If you aren’t close to a local veteran cemetery, you can most likely find military markers at a nearby church cemetery or city cemetery, as all veterans are provided a government marker at the time of death. You may notice some of the oldest headstones are in need of cleaning or small repair, and your simple actions can help honor the memory of these veterans. Additionally, you may reach out to a local Veterans of Foreign Wars (VFW) post or other veteran service organization to see if they have plans to place flags out on Nov. 11, and volunteer your own time to help.

6. Visit Your Local Nursing Home or VA Hospital

As the population of U.S. veterans age, you’re likely to find more and more in your local nursing homes, both those run by the VA and also public nursing homes. Many facilities sponsor small parties or services to honor residents and their respective branches of service. Contact your local nursing home to see how you can participate, or, if nothing is planned, simply offer to provide your own small gesture like a basket of goodies or comfort items (blankets, hygiene, socks) for veterans living in the residence.

If you live near a VA hospital, you can thank the veteran population with your volunteer time. Even the smallest jobs, like helping distribute coffee, not only can make life a little easier for veterans receiving treatment and their family members, but can give you a chance to give back to those who have sacrificed so much. You can also check with the hospital on its most common “wish list” needs and make small care packages to hand out. Organizations like Soldiers’ Angels have a very active VA hospital volunteer program and can help connect you to opportunities as well.

Additionally, many VA hospitals are located near Fisher Homes, where families of veterans can stay for free while their loved one is undergoing treatment at the hospital. These facilities often can use help from volunteers to provide meals, clean the homes, or do other small tasks.

7. Wear a Poppy or other Pro-Veteran Item

If you yourself are a veteran, you most likely have hats, pins or shirts that reflect your time in the service. Veterans Day is the perfect time to proudly wear these items, and allow your family and friends to be more aware of the service many of their acquaintances have offered the country in the past. It may feel strange to let people thank you for your service, but allowing civilians to do so gives them a chance to offer gratitude that they have no other way of giving.

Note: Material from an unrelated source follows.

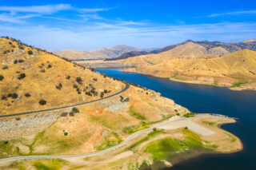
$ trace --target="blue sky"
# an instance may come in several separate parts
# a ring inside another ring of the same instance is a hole
[[[0,35],[48,50],[256,38],[254,0],[0,0]]]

If you are not a veteran, a simple red poppy or American flag pin on your lapel is a small yet meaningful gesture to remind yourself and others that Veterans Day is more than just a holiday off from work. The story and symbolism of the red poppy reaches back to WWII when the famous poem, “In Flanders Field” noted how the red flowers were the first to bloom in the war-torn fields of France and Belgium. Today the symbolism remains popular in Europe and in many instances in the U.S. as well, and wearing a poppy throughout your day can help others remember the meaning behind Veterans Day.